Damit verschweigt die Regierung dem Bundestag die tatsächlichen Unterschiede Ost zu West. Die von der FDP aufgeworfenen Grundfragen behandelt sie ebenso wenig wie die Tatsache, dass die Alterseinkommen in Ost und West diskriminierend weit auseinander liegen. Für Neurentner aus dem Osten beträgt der durchschnittliche Zahlbetrag derzeit weniger als 680 €[6]. Das gilt u. a. auch für ehemalige Angehörige der technischen Intelligenz der DDR. Lehrerinnen, die in der DDR und anschließend ca. 10 Jahre lang in der Bundesrepublik erfolgreich tätig waren, wird ein Alterseinkommen von ca. 1.000 € monatlich gewährt. Sie erreichen damit 18 Jahre nach dem Beitritt 37% des Alterseinkommens ihrer aus dem Westen stammenden Kolleginnen, die durchschnittlich etwa 2.700 € monatlich erhalten.
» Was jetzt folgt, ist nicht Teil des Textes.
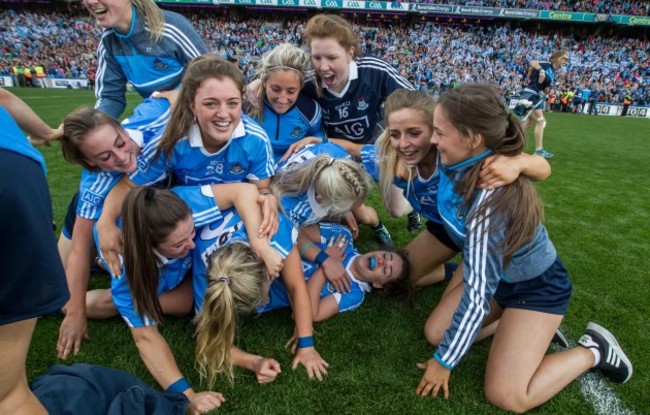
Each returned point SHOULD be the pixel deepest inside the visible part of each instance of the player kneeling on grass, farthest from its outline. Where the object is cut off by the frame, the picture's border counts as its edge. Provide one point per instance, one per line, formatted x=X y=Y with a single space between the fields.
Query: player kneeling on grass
x=511 y=270
x=229 y=279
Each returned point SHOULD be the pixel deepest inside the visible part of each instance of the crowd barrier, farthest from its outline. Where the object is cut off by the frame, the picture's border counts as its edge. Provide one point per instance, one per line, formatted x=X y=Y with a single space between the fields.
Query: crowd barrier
x=612 y=110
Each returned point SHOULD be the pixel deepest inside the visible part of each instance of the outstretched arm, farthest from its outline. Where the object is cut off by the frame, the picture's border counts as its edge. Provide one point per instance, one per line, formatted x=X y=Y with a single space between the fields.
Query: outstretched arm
x=26 y=118
x=158 y=358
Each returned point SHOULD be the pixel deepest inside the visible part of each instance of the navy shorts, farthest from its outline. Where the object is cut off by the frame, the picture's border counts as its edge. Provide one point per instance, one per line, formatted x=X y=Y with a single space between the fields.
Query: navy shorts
x=548 y=293
x=437 y=230
x=33 y=280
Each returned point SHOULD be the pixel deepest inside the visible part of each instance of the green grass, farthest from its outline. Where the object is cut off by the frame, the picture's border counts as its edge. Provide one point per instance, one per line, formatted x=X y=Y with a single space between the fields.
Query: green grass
x=597 y=212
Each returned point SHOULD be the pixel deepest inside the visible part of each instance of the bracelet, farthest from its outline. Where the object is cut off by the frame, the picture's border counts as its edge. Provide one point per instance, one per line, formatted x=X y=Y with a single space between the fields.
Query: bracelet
x=180 y=386
x=304 y=342
x=304 y=248
x=321 y=257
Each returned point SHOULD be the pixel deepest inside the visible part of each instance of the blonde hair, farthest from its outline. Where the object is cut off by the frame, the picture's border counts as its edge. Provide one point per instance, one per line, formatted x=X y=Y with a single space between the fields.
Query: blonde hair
x=199 y=69
x=284 y=57
x=235 y=286
x=153 y=17
x=331 y=25
x=389 y=162
x=340 y=182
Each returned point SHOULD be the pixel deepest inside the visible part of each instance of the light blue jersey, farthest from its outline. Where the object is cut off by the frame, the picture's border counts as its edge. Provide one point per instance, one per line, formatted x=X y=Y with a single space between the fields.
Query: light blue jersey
x=302 y=120
x=223 y=232
x=171 y=271
x=482 y=239
x=301 y=208
x=148 y=65
x=246 y=157
x=148 y=122
x=422 y=193
x=278 y=297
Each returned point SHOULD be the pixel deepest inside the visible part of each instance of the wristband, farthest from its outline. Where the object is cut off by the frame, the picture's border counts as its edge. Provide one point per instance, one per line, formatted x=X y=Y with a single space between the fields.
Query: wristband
x=304 y=248
x=304 y=342
x=321 y=257
x=180 y=386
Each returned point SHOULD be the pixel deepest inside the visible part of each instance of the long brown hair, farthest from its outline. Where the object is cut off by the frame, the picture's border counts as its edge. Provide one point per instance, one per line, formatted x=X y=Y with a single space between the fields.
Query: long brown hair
x=149 y=216
x=76 y=127
x=199 y=69
x=480 y=109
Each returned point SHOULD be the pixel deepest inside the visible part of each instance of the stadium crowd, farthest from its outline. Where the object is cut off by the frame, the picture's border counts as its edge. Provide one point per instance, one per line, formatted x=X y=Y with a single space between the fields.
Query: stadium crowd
x=432 y=56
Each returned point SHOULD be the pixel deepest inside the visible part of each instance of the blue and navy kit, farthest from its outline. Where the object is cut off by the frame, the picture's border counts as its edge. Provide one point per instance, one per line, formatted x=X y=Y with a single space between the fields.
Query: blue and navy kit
x=483 y=266
x=230 y=228
x=534 y=87
x=299 y=208
x=349 y=301
x=148 y=122
x=149 y=66
x=13 y=139
x=246 y=157
x=303 y=119
x=172 y=271
x=355 y=113
x=422 y=193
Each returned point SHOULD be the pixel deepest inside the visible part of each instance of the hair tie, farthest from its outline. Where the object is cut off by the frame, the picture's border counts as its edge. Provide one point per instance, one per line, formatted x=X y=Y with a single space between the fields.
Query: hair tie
x=149 y=194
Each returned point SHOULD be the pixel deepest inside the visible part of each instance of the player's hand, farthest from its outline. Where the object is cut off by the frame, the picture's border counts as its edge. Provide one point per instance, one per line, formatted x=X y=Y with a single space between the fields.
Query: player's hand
x=351 y=222
x=333 y=266
x=435 y=377
x=316 y=366
x=266 y=369
x=299 y=145
x=498 y=170
x=204 y=402
x=73 y=330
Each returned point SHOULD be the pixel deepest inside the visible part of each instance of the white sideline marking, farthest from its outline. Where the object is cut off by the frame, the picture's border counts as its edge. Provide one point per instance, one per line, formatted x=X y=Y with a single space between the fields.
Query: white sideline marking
x=601 y=396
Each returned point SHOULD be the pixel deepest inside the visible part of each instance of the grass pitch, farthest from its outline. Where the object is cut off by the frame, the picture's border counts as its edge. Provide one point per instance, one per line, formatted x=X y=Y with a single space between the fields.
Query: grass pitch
x=597 y=208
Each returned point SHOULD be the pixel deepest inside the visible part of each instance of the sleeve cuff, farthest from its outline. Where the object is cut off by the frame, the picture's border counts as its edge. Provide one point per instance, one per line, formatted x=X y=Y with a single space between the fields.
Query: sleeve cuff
x=442 y=362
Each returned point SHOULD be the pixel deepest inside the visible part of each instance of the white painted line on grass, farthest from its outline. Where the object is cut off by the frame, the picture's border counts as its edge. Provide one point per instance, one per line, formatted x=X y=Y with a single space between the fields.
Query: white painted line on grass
x=601 y=396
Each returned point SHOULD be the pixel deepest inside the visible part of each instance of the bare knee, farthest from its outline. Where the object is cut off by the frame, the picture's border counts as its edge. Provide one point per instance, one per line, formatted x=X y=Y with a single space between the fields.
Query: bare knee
x=506 y=399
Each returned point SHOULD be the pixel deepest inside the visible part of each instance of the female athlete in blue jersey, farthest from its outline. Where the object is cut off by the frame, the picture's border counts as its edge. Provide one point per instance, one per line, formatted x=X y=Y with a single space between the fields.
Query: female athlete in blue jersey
x=286 y=114
x=384 y=270
x=159 y=232
x=142 y=45
x=106 y=150
x=208 y=140
x=323 y=188
x=541 y=77
x=404 y=157
x=228 y=280
x=511 y=269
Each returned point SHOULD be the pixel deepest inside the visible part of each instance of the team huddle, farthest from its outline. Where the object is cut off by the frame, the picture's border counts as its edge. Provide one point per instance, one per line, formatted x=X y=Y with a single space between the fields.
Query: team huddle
x=217 y=198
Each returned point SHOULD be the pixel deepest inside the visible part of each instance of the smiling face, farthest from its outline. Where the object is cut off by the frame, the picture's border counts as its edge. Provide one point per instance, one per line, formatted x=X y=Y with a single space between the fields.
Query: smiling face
x=282 y=88
x=378 y=267
x=111 y=13
x=331 y=62
x=410 y=135
x=179 y=243
x=453 y=147
x=217 y=107
x=110 y=149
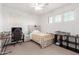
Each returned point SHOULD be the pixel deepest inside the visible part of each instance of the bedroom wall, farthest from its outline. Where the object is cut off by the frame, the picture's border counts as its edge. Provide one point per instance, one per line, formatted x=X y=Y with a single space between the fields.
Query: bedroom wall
x=13 y=17
x=72 y=26
x=0 y=17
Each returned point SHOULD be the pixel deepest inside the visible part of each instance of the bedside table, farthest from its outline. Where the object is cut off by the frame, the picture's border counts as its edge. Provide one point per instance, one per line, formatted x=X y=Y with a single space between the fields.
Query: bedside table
x=27 y=37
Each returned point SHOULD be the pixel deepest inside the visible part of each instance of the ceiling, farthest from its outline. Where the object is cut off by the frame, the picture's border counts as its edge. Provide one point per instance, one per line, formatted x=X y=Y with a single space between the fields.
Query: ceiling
x=27 y=8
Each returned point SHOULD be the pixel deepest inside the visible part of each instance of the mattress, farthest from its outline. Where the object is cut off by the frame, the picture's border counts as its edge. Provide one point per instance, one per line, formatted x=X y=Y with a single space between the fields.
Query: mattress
x=43 y=39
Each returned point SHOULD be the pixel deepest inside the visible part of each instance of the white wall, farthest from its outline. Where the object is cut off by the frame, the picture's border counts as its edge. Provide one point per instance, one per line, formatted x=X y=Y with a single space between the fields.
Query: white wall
x=13 y=17
x=0 y=17
x=72 y=26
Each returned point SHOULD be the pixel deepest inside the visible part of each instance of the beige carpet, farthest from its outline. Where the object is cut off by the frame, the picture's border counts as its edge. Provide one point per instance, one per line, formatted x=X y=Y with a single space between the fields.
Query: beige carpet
x=31 y=48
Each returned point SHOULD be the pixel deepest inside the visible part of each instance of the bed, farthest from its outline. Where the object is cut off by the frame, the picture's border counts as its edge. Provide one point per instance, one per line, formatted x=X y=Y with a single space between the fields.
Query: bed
x=43 y=39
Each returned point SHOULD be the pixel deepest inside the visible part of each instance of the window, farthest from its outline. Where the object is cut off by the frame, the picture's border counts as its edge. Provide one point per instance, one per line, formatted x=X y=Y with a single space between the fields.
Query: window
x=58 y=18
x=69 y=16
x=50 y=20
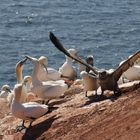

Auch eine sofortige Angleichung des aktuellen Rentenwertes Ost an West würde dieses Verhältnis nur geringfügig auf 1.135 € zu 2.700 € und damit auf 42% verbessern: Die Diskriminierung bliebe.

Solche Wertungswidersprüche bestehen in allen Bereichen zwischen Ost und West, bei Verkäuferinnen, Balletttänzerinnen, Professoren, Ingenieuren, Facharbeitern, Krankenschwestern, LPG-Bäuerinnen u.a.m. Die Ostrentner verlangen nicht, ihr Alterseinkommen so zu berechnen, als hätten sie ihre Erwerbsbiografie in den alten Bundesländern zurückgelegt. Es geht ihnen um die Anerkennung der Ansprüche, die sie nach den damals geltenden Gesetzen rechtmäßig erworben haben, die nun gemäß dem Einigungsvertrag an die wirtschaftlichen Verhältnisse angepasst und durch die Ansprüche ergänzt werden müssen, die ihnen aufgrund ihrer Leistungen aus der Tätigkeit in der Bundesrepublik zustehen. Ihr nach dem SGB VI i. d. F. des RÜG rückwirkend berechnetes Alterseinkommen erreicht jedoch jeweils nur ca. 30% bis 60% des Alterseinkommens vergleichbarer Westdeutscher[7]. Das benachteiligt die Ostrentner dramatisch hinsichtlich ihrer sozialen Lage und beeinträchtigt durch den dadurch eintretenden Kaufkraftverlust die Wirtschaft, die Entwicklung des Mittelstandes sowie den Aufbau Ost insgesamt.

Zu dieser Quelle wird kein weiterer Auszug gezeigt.